Nikola Tesla unveiled one of the world’s first wireless remote controls at Madison Square Garden in New York City in 1898

Nikola Tesla unveiled one of the world’s first wireless remote controls at Madison Square Garden in New York City in 1898

What is the history of the remote control?

Remote controls are one of the most ubiquitous symbols of our modern technologies.

Serious electronics connoisseurs might have a dozen remotes scattered on their coffee tables for their entertainment system; even your friends who are less fond of electronics likely have a handful of remotes at their disposal, controlling everything from TVs and air conditioners to car door locks.
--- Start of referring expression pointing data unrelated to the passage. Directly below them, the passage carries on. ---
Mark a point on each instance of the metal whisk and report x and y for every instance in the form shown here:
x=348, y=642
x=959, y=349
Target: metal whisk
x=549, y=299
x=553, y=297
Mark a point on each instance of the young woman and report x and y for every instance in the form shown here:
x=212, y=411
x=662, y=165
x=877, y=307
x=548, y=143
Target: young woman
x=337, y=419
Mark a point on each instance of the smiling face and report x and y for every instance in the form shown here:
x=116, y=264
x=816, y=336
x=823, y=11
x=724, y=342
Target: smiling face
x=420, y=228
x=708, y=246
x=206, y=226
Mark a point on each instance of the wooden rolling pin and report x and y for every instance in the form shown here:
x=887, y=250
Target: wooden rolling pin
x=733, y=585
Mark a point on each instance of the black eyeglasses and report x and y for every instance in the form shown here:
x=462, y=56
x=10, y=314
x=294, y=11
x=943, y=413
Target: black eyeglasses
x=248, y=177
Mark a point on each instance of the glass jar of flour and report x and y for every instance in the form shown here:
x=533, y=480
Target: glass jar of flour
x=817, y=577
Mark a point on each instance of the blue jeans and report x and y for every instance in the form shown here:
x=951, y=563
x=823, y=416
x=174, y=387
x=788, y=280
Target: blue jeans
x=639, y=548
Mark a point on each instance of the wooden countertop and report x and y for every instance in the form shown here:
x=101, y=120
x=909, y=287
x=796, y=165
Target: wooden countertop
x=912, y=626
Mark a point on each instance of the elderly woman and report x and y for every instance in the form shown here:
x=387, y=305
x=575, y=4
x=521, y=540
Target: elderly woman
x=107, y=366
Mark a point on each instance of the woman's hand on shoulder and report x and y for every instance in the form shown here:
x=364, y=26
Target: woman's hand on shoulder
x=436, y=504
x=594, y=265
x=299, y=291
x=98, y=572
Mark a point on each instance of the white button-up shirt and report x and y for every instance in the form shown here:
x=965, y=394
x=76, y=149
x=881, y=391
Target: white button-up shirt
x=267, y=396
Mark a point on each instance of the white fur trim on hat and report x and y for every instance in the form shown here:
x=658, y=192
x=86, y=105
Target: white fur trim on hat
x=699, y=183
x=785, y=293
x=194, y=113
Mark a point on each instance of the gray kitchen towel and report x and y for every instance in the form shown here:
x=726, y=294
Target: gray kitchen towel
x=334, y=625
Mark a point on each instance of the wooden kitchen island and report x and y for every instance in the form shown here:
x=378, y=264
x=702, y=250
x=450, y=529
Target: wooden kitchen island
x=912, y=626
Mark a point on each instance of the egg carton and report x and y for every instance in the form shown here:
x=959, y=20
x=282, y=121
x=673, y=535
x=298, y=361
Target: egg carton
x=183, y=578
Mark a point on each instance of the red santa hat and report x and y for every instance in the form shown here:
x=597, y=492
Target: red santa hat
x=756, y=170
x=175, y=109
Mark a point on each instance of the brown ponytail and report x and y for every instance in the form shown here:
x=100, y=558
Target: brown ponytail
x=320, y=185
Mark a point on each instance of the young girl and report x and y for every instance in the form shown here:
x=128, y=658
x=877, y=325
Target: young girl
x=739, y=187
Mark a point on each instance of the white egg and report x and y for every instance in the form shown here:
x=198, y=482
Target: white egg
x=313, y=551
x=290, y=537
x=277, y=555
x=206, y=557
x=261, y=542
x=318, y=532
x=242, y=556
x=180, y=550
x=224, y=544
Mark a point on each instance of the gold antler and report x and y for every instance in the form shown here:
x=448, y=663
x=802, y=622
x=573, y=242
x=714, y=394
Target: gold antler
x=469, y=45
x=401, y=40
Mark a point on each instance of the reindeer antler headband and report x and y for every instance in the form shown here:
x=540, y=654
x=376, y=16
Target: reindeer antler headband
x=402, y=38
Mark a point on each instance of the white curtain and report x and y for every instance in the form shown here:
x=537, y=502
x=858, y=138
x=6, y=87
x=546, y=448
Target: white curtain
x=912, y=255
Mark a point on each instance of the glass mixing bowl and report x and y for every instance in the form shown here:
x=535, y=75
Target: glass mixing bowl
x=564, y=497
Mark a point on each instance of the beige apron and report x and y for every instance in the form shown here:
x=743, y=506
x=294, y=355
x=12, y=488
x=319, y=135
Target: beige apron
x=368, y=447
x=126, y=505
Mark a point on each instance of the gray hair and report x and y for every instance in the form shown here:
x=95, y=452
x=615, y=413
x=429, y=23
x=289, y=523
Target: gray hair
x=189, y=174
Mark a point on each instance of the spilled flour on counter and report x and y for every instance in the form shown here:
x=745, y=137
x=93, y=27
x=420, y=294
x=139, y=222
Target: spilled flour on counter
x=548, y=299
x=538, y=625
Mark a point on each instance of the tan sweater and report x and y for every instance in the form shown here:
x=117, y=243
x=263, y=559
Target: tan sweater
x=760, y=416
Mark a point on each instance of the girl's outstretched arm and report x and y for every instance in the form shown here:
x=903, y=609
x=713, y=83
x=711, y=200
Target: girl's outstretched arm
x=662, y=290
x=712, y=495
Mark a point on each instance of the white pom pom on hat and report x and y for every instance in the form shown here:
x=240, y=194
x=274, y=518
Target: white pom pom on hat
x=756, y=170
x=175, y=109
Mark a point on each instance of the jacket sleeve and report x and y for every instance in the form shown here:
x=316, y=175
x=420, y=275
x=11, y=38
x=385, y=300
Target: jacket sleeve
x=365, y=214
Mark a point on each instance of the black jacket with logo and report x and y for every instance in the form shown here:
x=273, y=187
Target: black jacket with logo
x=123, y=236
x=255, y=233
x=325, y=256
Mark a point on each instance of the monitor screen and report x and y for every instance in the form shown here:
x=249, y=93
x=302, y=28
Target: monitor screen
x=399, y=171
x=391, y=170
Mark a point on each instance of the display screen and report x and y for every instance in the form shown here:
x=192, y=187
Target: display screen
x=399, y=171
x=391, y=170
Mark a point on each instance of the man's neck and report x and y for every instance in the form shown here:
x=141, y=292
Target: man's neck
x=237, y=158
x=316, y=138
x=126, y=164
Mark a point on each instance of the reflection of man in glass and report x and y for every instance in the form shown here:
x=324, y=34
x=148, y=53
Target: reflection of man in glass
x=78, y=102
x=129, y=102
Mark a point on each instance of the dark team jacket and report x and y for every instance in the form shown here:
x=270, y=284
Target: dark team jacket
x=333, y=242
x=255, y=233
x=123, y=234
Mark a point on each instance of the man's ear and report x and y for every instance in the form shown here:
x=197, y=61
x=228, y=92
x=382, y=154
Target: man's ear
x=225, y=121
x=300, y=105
And of course, all of us probably have at least one or two remotes permanently lost amid an army of dust bunnies under the couch.
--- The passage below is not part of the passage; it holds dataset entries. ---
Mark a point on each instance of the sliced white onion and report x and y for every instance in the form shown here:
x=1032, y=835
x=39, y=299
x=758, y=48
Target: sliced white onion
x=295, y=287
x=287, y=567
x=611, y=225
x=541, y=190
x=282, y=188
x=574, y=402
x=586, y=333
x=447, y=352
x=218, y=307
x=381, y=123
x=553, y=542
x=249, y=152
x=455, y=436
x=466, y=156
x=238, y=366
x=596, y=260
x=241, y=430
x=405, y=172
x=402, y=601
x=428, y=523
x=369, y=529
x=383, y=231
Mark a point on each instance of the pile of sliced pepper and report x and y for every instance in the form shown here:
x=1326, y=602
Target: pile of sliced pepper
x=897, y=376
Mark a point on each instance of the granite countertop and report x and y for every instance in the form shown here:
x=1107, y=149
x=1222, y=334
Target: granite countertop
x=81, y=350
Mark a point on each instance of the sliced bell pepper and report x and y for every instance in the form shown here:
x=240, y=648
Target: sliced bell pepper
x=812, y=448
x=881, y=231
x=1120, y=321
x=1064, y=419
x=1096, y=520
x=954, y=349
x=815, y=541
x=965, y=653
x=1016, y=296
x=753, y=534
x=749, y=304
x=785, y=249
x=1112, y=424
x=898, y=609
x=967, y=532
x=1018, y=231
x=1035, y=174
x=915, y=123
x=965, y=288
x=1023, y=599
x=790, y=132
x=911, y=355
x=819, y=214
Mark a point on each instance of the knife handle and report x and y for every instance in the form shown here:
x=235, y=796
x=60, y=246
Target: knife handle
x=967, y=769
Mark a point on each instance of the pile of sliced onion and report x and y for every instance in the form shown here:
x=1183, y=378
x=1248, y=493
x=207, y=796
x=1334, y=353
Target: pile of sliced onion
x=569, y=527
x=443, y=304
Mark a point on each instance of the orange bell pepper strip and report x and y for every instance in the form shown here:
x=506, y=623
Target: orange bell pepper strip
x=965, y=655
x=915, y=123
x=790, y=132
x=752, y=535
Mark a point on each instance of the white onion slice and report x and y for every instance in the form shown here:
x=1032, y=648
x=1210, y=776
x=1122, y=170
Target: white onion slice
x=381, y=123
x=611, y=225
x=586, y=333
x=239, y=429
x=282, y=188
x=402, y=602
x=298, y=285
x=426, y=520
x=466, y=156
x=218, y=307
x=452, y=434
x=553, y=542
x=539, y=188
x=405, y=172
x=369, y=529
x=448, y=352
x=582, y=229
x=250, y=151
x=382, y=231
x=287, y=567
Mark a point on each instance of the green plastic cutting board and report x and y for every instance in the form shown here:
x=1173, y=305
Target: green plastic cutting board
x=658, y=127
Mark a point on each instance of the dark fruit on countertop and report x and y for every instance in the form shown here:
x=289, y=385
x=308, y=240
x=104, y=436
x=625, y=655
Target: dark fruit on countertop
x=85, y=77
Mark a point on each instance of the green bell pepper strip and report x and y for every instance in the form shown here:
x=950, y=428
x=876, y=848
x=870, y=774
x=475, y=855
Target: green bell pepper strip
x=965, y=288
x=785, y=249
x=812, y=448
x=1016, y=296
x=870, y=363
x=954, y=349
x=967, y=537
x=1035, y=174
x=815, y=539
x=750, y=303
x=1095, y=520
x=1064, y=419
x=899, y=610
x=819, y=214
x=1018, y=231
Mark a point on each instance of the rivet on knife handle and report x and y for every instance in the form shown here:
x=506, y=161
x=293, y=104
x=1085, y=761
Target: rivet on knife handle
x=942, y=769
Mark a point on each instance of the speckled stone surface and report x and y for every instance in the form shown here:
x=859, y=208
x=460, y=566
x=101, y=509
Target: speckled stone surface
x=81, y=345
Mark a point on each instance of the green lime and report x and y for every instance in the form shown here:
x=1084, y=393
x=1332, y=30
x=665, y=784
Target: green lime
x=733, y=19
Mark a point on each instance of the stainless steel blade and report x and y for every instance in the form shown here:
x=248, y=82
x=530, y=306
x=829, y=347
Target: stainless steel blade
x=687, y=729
Although remotes are most closely linked to television control in popular culture, these devices actually predate TV. In fact, remote controls are an invention born in the 1800s.

Renowned Serbian-American inventor Nikola Tesla created one of the world’s first wireless remote controls, which he unveiled at Madison Square Garden in New York City in 1898. He called his fledgling system, which could be used to control a range of mechanical contraptions, a “teleautomaton.” For his demonstration, Tesla employed a miniature boat controlled by radio waves. The boat had a small metal antenna that could receive exactly one radio frequency.

Tesla sent signals to the boat using a box — his version of a remote control — equipped with a lever and a telegraph key (originally designed to send Morse code signals). The signals generated from this box shifted electrical contacts aboard the boat, which, in turn, adjusted settings for the rudder and propeller, allowing the operator to control the boat’s motion.

Financially, Tesla’s remote-controlled boats were a flop. His intended client, the U.S. Navy, thought the technology was too flimsy for war. But the concept of remote control caught on and quickly spread to many other types of equipment.